Error: "Cannot find vSphere HA master agent" within vCenter UI
search cancel

Error: "Cannot find vSphere HA master agent" within vCenter UI

book

Article ID: 313044

calendar_today

Updated On:

Products

VMware vCenter Server

Issue/Introduction

vCenter UI presents the following error message:

  • Cannot find vSphere HA master agent
  • vSphere HA agent for this host has an error: The vSphere HA agent is not reachable from vCenter Server
 

Environment

VMware vCenter Server

Cause

  • vSphere High Availability is activated at the cluster level. It uses an agent program running on each of the protected ESXi hosts called the Fault Domain Manager (FDM) agent.
  • If this is a newly protected cluster, or the other agents detect there is no longer a managing agent available, they communicate to elect another agent to be the manager.
  • The managing agent monitors the state of the other protected hosts in the cluster for failure. It also communicates to the VCSA as to the state of the objects protected by vSphere HA.
  • When the vCenter and the managing ESXi host in a protected cluster are not able to reach an ESXi host in the cluster through an FDM agent we see the message -
    • "Cannot find vSphere HA master agent".
  • There are many possible reasons why this can happen, from network problems with the affected host to FDM agent VIB problems.

Resolution

  1. Check if the vCenter Server was just installed or updated. If so, update the FDM agent on the affected ESXi hosts.

    To reinstall the vSphere HA agent VIB, reconfigure HA on a cluster level.
    1. Browse to the cluster in the vSphere Client.
    2. Click the Manage tab and click Settings.
    3. Under Services, click Edit.
    4. Uncheck the Turn ON vSphere HA option.
    5. Click OK.
    6. Click Settings and select Turn ON vSphere HA.
    7. Click OK.
    8. If there are any issues with any host not taking the new VIB, restart management services on that host. For more information, see Restarting the Management agents in ESXi.
    9. If issues are still present after management agents restart, disconnect and reconnect the host from the vCenter Server.

  2. Check if ESXi host was just reinstalled or updated.
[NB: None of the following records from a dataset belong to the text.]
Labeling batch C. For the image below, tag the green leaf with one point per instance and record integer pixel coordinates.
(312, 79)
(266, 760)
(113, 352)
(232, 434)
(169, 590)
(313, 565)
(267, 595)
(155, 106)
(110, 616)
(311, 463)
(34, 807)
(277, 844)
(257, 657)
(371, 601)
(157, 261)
If so, check if the issue is After update to ESXi 7.0 Update 3 vSphere HA fails to enable. Otherwise, ensure that the FDM agent on the affected host(s) matches the vCenter version.

    To remove the vSphere HA agent VIB:
    1. Put the host into maintenance mode
    2. Follow How to run vSphere HA agent remove script in ESXi to remove the vSphere HA agent from the ESXi host.
    3. If the vSphere HA remove script fails, run this command to directly remove the FDM agent VIB from the ESXi host:

      esxcli software vib remove -n vmware-fdm

    4. Reinstall the VIB
      1. Using WinSCP on vCenter, access the path below copy the VIB, and transfer it onto the local system machine.

        /etc/vmware-vpx/docRoot/vSphere-HA-depot/vib20/vmware-fdm/VMware_bootbank_vmware-fdm

      2. Once that is done, take an affected ESXi Host transfer the FDM vib to the /tmp/ folder and run the installation command

        esxcli software vib install -f -v /tmp/VMware_bootbank_vmware-fdm

    5. Exit maintenance mode.

  3. Check time settings:
    1. NTP settings and current time for vCenter
    2. NTP settings and current time for an affected ESXi host
    3. NTP settings and current time for a known good ESXi host
    4. If any discrepancy in times, fix the settings so the devices all match and verify they are synchronized.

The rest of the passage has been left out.